"Populi GPU truth probe specification (NVML Layer A)"

Populi GPU truth probe specification (NVML Layer A)

This document implements the probe slice of ADR 018: Populi GPU truth layering: Layer A fields on NodeRecord (crates/vox-populi/src/node_registry.rs) populated from the driver when NVML is available.

Build / runtime

SurfaceBehavior
Default buildsNo NVML link. vox_repository::probe_nvidia_gpu_inventory_best_effort (crates/vox-repository/src/gpu_inventory.rs) returns None; join/heartbeat behave as before (env advertisement only).
vox-repository feature nvml-probeLinks nvml-wrapper. At runtime, Nvml::init() must succeed (NVIDIA driver + NVML present).
vox-populi feature nvml-gpu-probeEnables vox-repository/nvml-probe.
vox-cli feature mesh-nvml-probePulls vox-populi with NVML probe for operators who want inventory on node_record_for_current_process.

Typical build:

cargo build -p vox-cli --features populi,mesh-nvml-probe

Fields populated

When the probe succeeds, node_record_for_current_process (crates/vox-populi/src/lib.rs) sets:

  • gpu_total_count, gpu_healthy_count, gpu_allocatable_count — from NVML device enumeration (v1: healthy/allocatable match enumerated devices; refine with reservations in a later phase).
  • gpu_inventory_source"nvml".
  • gpu_truth_layer"layer_a_verified".
  • capabilities.min_vram_mb — minimum total VRAM in MiB across devices, only if not already set by config.

Heartbeat reconciliation

Operators should send the same [NodeRecord] shape on join and heartbeat (existing Populi HTTP contract).
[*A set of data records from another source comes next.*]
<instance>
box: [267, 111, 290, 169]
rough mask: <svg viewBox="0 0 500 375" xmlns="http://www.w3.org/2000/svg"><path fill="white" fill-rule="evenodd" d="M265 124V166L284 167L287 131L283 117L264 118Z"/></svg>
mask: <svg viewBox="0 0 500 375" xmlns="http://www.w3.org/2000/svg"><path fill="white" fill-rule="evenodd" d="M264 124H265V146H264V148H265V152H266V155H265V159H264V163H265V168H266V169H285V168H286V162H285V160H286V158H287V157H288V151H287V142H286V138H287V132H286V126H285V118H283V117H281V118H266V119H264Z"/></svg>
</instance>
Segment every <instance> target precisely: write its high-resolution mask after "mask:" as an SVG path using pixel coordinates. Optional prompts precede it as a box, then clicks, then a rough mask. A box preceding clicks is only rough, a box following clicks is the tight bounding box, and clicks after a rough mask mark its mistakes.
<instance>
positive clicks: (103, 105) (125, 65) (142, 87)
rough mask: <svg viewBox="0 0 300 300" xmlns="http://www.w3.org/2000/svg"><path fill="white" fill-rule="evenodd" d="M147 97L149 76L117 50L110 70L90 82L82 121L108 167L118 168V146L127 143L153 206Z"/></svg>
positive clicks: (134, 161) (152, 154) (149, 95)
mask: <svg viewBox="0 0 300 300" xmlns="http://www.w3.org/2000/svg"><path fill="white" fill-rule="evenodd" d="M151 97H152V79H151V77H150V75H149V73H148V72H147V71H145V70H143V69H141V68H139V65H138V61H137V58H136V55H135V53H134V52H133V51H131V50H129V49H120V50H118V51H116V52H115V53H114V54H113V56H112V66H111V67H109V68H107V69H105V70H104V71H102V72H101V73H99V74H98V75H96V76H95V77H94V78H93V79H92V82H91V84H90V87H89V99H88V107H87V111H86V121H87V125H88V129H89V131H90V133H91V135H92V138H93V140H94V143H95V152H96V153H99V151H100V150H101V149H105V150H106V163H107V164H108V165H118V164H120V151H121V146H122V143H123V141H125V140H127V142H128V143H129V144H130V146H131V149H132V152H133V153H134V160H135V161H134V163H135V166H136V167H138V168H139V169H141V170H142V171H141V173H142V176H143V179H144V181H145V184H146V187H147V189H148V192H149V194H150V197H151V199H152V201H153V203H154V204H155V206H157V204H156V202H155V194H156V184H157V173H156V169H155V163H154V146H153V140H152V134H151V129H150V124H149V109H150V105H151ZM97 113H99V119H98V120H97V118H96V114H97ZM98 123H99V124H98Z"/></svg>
Rebuilding the record each tick via node_record_for_current_process (or equivalent) automatically refreshes Layer A after GPU hotplug, driver restart, or VM attach — subject to NVML visibility.

Layer B (allocatable after local reservations) and Layer C (labels/policy) remain separate; this spec does not merge operator lies with probe facts — ADR 018 precedence still applies when schedulers consume both.